Ancak öncesinde dediğim gibi hastane imkanları herkese yetmiyordu. Doktor açığı vardı. Rahatsızlığı ilerlemiş ve tedavi olmak isteyen kişilerin bazı özel ilaçlara ihtiyacı oluyordu. Bunları biz yazamıyorduk. Bizim önceliğimiz can kaybını önlemek, yaralıları iyileştirmekti. Uzun bir süre de psikiyatri gibi alanlarda eksiklik vardı. Öncesinde dediğim gibi bölgeye gönüllü olarak gelen Türk ve yabancı hekimlerin sağladığı psikolojik destek sayesinde, psikolojik rahatsızlık çeken hastalara bir eksik de olsa bir şekilde tedavi sunmaya çalıştık.
"Denizsiz yaşayamam dedim, Gölcük'ü terk etmedim"
Bir hafta sokakta yatıp kalktıktan sonra artık bir eve yerleşmemiz gerektiğini, her nedense ev de bulamayacağımızı, bütün evlerin yıkıldığını azaldığını korkusu ile gittim Karamürsel’den ev kiraladım. Sokakta yatmaktan bıkmıştım. O evde sahile sıfırdı, ne yazık ki orası da ikinci kattı. Evde yatıyordum, sokaktan nefret etmiştim. O arada insanlar çadır kurup sahilde yatıyorlardı.

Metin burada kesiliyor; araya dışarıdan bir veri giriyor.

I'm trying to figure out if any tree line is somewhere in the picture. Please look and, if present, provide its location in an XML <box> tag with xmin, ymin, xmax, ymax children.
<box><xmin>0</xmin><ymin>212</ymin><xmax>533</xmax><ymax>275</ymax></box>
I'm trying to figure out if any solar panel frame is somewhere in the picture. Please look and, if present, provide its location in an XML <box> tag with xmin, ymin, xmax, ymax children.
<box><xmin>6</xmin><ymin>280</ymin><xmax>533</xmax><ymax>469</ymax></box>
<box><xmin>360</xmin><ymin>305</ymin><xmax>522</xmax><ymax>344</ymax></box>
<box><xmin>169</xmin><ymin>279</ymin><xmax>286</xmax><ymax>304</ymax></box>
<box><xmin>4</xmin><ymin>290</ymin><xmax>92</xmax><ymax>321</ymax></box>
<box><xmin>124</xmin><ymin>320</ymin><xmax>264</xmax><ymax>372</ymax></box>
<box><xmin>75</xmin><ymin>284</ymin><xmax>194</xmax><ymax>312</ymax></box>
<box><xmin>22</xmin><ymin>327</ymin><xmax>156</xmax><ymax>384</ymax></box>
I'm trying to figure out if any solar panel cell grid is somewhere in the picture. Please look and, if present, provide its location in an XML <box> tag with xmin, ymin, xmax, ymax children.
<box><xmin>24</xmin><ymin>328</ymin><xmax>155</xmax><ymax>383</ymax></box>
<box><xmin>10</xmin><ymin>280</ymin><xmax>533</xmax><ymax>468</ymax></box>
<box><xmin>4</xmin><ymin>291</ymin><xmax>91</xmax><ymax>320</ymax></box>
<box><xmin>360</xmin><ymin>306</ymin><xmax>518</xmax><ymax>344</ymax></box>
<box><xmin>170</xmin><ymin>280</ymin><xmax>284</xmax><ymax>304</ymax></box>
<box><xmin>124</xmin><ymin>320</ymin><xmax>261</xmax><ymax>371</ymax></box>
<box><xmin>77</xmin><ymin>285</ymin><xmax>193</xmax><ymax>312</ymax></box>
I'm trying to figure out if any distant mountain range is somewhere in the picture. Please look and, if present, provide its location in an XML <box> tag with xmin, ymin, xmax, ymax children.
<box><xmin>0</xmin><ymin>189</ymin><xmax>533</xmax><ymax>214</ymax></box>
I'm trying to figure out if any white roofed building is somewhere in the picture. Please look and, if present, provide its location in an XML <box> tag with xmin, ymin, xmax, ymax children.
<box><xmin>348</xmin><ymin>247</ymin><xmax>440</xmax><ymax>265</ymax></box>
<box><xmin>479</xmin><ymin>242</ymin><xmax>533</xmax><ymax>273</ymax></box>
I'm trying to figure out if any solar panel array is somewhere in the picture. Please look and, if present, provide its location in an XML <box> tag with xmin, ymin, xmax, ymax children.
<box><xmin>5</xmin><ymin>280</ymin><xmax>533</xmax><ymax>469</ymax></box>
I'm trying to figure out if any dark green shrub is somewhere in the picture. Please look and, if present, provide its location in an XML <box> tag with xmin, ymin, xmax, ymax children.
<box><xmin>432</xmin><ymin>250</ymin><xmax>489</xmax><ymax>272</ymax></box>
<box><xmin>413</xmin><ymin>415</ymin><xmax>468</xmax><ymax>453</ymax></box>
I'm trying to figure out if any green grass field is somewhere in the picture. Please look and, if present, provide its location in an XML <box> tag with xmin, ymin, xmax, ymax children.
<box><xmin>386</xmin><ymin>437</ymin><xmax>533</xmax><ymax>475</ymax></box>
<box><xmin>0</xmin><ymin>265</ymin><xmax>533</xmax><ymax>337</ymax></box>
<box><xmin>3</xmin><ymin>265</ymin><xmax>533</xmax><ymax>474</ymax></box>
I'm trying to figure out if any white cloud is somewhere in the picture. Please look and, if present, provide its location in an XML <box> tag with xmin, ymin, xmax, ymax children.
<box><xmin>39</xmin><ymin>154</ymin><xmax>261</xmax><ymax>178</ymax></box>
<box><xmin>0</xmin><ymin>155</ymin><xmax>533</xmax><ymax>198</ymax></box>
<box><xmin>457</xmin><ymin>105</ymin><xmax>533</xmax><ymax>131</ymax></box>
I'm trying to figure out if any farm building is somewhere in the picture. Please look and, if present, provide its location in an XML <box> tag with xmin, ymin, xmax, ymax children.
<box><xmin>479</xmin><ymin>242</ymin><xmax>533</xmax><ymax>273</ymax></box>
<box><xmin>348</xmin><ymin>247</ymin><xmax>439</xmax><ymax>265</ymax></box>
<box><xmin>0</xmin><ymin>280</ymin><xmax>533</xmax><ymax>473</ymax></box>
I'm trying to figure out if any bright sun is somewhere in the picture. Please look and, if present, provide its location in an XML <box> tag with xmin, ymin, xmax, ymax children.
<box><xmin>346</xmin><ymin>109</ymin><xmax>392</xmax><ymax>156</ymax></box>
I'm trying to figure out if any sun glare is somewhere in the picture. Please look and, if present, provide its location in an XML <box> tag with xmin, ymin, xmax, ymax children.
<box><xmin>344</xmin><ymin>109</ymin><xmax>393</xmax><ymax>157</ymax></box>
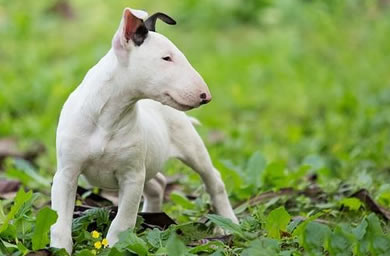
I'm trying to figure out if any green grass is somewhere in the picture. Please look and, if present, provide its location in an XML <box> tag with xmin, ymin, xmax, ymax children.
<box><xmin>0</xmin><ymin>0</ymin><xmax>390</xmax><ymax>255</ymax></box>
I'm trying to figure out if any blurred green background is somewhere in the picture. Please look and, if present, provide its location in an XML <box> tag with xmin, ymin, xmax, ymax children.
<box><xmin>0</xmin><ymin>0</ymin><xmax>390</xmax><ymax>202</ymax></box>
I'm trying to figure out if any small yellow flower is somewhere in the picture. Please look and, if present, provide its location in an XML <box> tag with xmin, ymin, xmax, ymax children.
<box><xmin>102</xmin><ymin>238</ymin><xmax>108</xmax><ymax>248</ymax></box>
<box><xmin>93</xmin><ymin>241</ymin><xmax>102</xmax><ymax>250</ymax></box>
<box><xmin>91</xmin><ymin>230</ymin><xmax>100</xmax><ymax>238</ymax></box>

Benim evin ışıklarını görünce amma cesaretli adam evde yatıyor şeklinde konuşuyorlardı. Benim de o ara içimden şöyle geçiyordu, deprem felaketi denizden geldi bunlar deniz kenarında çadır kurmuşlar, bir deprem olsa hayati tehlikeleri var diye düşünüyordum. Meğerse onlar da tam tersini düşünüyormuş.
Depremden bir hafta sonra TRT televizyonundan bir ekip geldi, bir doktorun depremden sonra 24 saat nasıl yaşadığını kısa bir film çekeceklermiş, beni seçmişlerdi. Onlara yaşadıklarımı anlattıktan sonra Karamürsel’deki evime götürdüm onları, orada da çekim yapmak istediler. Evde bana şu soruyu yönelttiler, felaket denizden geldi, görüyoruz ki yine deniz kenarında bir ev kiralamışsın. Neden?
Ben de denizi çok sevdiğimi söyledim, denizsiz yaşayamayacağımı söyledim. Gölcük’ü terk etmeyeceğimi söyledim."